TOYS

Nick Flowers


While I very much enjoy the accounts of all the complicated goings-on on big feature films and welcome stories from the mixers, boom operators and playback operators/maintenance men of the challenging problems they have encountered (and hopefully overcome!), I humbly offer some useful things I have come across in my less glamorous world of one-man-band sound recording work for regional TV.

More and more it seems to be the norm in TV to require the Sound Recordist to operate two radio mics (or more) plus a 416 (or 816) on the pole.... and sometimes to do all this while walking backwards, guiding the cameraman!

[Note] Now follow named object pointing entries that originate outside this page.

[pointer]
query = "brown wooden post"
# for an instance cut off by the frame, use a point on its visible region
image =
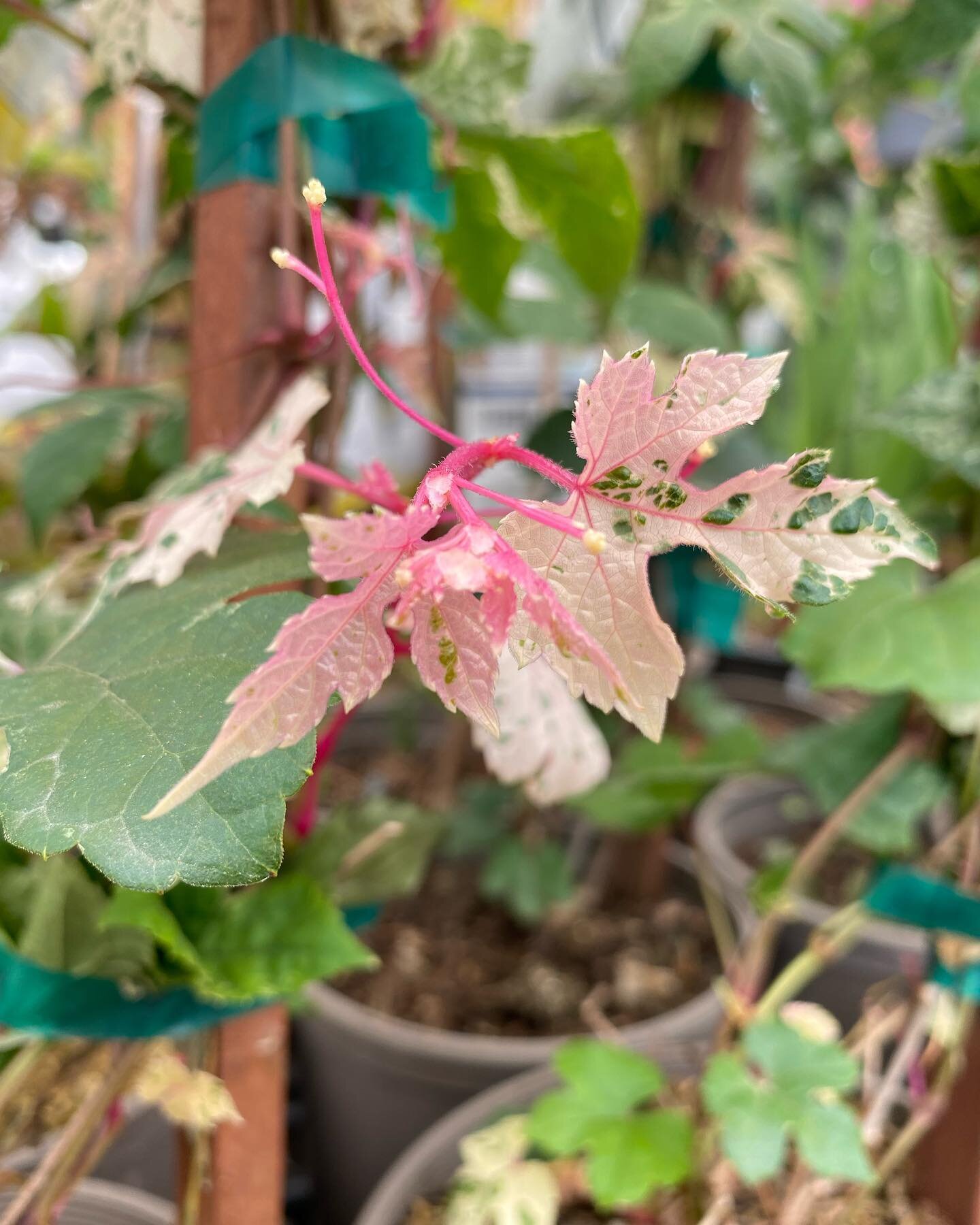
(235, 301)
(946, 1166)
(235, 286)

Just give me a broom and I'll sweep up the floor at the same time. But a couple of 'toys' have appeared to make life a little easier and make the job more feasible for someone with only one pair of hands. 

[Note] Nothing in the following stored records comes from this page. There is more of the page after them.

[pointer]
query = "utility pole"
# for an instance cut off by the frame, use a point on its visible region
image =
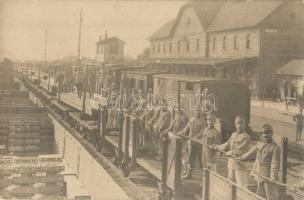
(79, 63)
(44, 61)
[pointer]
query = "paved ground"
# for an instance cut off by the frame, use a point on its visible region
(275, 114)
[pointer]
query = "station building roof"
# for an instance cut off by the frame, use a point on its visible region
(182, 77)
(200, 61)
(293, 68)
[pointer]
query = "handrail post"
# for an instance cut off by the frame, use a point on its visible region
(121, 118)
(101, 128)
(283, 164)
(206, 181)
(127, 137)
(178, 169)
(164, 177)
(284, 154)
(135, 125)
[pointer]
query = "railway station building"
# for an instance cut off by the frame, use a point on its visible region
(109, 49)
(244, 40)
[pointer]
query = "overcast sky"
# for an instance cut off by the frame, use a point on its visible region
(23, 24)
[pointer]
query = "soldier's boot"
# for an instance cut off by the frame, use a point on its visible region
(188, 172)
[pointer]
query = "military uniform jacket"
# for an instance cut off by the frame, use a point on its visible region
(267, 161)
(195, 126)
(238, 144)
(210, 137)
(163, 121)
(179, 123)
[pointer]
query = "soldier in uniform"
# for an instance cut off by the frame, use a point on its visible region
(179, 122)
(299, 119)
(211, 136)
(147, 116)
(267, 163)
(237, 145)
(162, 119)
(194, 126)
(79, 81)
(112, 107)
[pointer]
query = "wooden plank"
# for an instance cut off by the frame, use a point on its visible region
(113, 140)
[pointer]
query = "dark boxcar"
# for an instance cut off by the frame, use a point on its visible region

I recently bought a Filmtech LSP4 mixer, and apart from its exceeding every requirement I have made of it, it has the facility to plug in its side a remote pot which controls input channel 1 (or channels 1&2 if you wish). Strapping the box with a rotary pot on the pole lets you control the level of the mic while keeping your hands on the pole. That way you don't risk dipping the mic into shot while you momentarily take one hand away to tweak the mixer. Of course using other inputs at the same time presents the original problem, but if they are radio mics, then with any luck their level isn't going to change too much and if it does .... that's what the LSP4's excellent limiter is there for. Naturally it is desirable to set the radio mics up properly beforehand, getting a proper level and setting the level controls on the transmitters and mixer appropriately.
The other 'toy' comes from Ravencourt and is called the Video Betabox. It enables the Soundman to monitor the video output of the Betacam down the audio umbilical cable - everything goes through the one 8 pin plug and socket, Left & Right Audio In, Left +Right Audio Return plus video signal, so when connecting or disconnecting with the Betacam you have just the one plug to scramble after. There is no crosstalk between the video and audio signals and during vox pops and other unrehearsed modes of working it is so useful to glance down and see the size of the shot. I use a little domestic LCD television receiver with an audio-visual input, Velcro'ed onto the mixer's Portabrace bag and as well as helping me out, it also impresses the directors no end! Sometimes the cameraman can use it as a rough check on his colour balance. Never has the Soundman been so popular.